Natural gas inventories were also drawn down in Europe last winter, followed last spring by unseasonably hot temperatures and greater natural gas demand from the electric power sector. EIA notes that while European natural gas spot prices have historically been lower than spot prices in Asia, this year Europe’s prices are tracking Asia’s spot LNG prices more closely to attract flexible LNG supplies to refill depleted storage volumes.
Although Henry Hub benchmark and U.S. LNG spot market prices have been strong in 2021 relative the past several years, EIA points out that robust U.S. LNG exports are supported by the fact that natural gas in the domestic market remains priced well below international natural gas and spot LNG prices, encouraging exports of U.S. LNG.

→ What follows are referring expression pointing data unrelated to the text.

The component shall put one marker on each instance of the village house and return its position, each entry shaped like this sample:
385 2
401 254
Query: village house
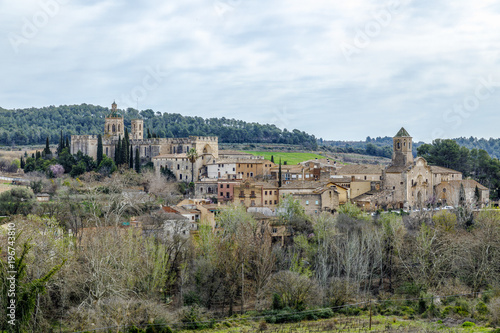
408 183
314 197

New domestic liquefaction capacity that came online over the past several months is making the increased volumes possible. In 2020, the final liquefaction trains were commissioned at Freeport, Cameron, and Corpus Christi, and the remaining smaller-scale units were placed in service at Elba Island. The new units increased total U.S. LNG export capacity by a combined 2.7 Bcf/d for a total peak capacity of 10.8 Bcf/d.
Similar to last year, Asia remained the top destination for U.S. LNG exports through the first five months of 2021, accounting for 46% of the total. Europe was second, with a five-month average share of 37%. Exports to Latin America also increased. “We expect LNG exports to remain at high levels in the remaining months of this year,” EIA concludes.